Data Integration

What is Data Integration?

Data integration is the process of combining data from multiple different sources in order to extract additional value. The process usually involves actions like joining, cleansing, validating and enriching the data along the way.

It's not unusual to find, even in smaller organizations, dozens of applications being used. In larger organizations the applications can number in the thousands. Being able to work with all the data you have, across different applications, is essential in order to understand the information that your data holds. 

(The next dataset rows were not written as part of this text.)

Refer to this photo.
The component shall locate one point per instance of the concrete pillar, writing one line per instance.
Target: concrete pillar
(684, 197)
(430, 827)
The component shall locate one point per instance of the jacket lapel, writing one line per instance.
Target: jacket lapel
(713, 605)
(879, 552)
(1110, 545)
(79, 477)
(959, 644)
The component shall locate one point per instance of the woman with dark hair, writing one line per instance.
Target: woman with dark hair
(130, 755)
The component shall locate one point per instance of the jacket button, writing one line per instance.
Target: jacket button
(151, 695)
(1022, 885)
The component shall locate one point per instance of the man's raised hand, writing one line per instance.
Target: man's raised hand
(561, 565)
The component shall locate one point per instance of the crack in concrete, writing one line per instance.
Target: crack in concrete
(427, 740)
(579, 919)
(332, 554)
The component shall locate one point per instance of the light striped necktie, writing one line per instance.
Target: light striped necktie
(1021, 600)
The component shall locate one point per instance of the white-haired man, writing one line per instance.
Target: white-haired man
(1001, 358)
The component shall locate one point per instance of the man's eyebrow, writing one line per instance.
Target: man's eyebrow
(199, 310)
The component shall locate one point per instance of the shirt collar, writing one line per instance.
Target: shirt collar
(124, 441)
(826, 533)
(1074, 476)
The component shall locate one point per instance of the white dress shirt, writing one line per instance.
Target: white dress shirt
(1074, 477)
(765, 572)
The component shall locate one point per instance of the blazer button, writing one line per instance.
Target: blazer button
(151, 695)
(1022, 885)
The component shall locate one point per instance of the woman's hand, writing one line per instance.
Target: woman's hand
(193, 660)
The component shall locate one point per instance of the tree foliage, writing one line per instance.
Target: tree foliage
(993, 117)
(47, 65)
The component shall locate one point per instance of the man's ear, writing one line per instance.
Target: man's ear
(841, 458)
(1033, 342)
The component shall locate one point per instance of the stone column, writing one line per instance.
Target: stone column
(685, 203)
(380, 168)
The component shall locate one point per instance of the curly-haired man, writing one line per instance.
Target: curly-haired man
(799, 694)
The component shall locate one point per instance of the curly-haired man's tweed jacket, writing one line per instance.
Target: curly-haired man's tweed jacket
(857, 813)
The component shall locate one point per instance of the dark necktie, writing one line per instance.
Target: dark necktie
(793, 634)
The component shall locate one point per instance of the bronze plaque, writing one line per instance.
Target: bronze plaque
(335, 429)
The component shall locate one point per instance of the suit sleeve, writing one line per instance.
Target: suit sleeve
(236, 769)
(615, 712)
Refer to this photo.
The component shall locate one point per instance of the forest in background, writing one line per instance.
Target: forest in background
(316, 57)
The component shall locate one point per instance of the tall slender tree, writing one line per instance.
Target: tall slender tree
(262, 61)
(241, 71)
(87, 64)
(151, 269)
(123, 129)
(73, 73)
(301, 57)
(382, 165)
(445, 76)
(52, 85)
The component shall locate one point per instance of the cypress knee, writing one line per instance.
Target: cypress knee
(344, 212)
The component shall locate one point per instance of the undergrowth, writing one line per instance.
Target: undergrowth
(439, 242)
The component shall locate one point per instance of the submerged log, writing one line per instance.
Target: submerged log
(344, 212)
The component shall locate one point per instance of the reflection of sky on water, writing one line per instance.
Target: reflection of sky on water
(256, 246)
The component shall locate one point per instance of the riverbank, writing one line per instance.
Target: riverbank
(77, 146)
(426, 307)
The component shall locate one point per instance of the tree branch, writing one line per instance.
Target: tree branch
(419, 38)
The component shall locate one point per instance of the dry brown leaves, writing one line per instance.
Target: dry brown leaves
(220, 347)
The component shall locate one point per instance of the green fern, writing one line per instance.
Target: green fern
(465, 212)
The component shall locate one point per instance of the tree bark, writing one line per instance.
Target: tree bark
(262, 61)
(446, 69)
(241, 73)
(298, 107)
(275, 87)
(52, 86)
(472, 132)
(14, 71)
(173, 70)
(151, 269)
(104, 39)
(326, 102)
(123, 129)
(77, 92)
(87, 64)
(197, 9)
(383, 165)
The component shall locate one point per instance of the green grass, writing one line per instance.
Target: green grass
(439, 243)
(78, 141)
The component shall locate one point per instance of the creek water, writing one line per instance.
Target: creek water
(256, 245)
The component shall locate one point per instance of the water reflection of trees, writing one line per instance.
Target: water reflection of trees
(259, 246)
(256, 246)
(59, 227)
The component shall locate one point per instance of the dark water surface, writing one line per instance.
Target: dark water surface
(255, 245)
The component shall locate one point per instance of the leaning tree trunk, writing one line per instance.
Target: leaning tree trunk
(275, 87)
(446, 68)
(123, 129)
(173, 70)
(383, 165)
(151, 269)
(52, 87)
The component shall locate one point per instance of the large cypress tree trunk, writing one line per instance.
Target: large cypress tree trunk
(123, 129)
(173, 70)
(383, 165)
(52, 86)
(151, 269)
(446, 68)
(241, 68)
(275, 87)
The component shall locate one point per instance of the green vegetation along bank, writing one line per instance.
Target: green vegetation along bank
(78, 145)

Think for example of a situation where you need to combine various Excel spreadsheets with the information held in an Access database - this is a simple data integration task. At the other end of the scale is an extensive business intelligence platform that needs to work with data from maybe a customer database, web analytics platform, an invoicing system, stock management platform and third party systems such as address databases.

Data Integration Examples

  • For a 360 degree customer view: By combining data from CRM applications, marketing applications and accounting systems, companies can derive interesting insights about how customers react to various marketing campaigns and measure effectiveness, compared to campaign cost and actual sales data.
Blog: Integrating Legacy Data with Salesforce
  • Creating a data warehouse: Typically created to store data collected from many different applications, data in a data warehouse is formatted so that a unified view of a whole department, or even the whole company, can be easily and effectively queried.
  • Data migration: A data migration project often requires integrating data from two (or more) sources into a single new system. For instance, migrating a customer database and a marketing system into one new CRM.

Types of Data Integration

Data Consolidation

Data consolidation is a process that combines data from multiple systems and stores it in a single location. The goal is to simplify the application landscape with a single data location for other applications, such as BI, reporting and data mining, to access without having to deal with the complexities and often impossibilities of dealing with the data at source.

A very common example of data consolidation is a data warehouse. The primary objective of a data warehouse is to aggregate any information that is spread across multiple systems and present it to reporting or data mining systems in order to extract maximum value from the available data from a single data source.

Enterprise Data Architecture Guide - download now

Data Propagation

Data propagation is an integration process that copies data from one system to another. This is often used to enrich data in a system by adding more information that can be found elsewhere or to prevent the need for duplicate data entry in multiple applications.

For example, enriching a licensing application with data from a CRM application can allow teams that manage licenses to serve customers more effectively by avoiding the need to use two different applications and enter customer information into both.

Another common data propagation task is the propagation of data from production systems to QA or pre-production labs in support of end-to-end testing of various in-house applications during their regular development and maintenance cycles.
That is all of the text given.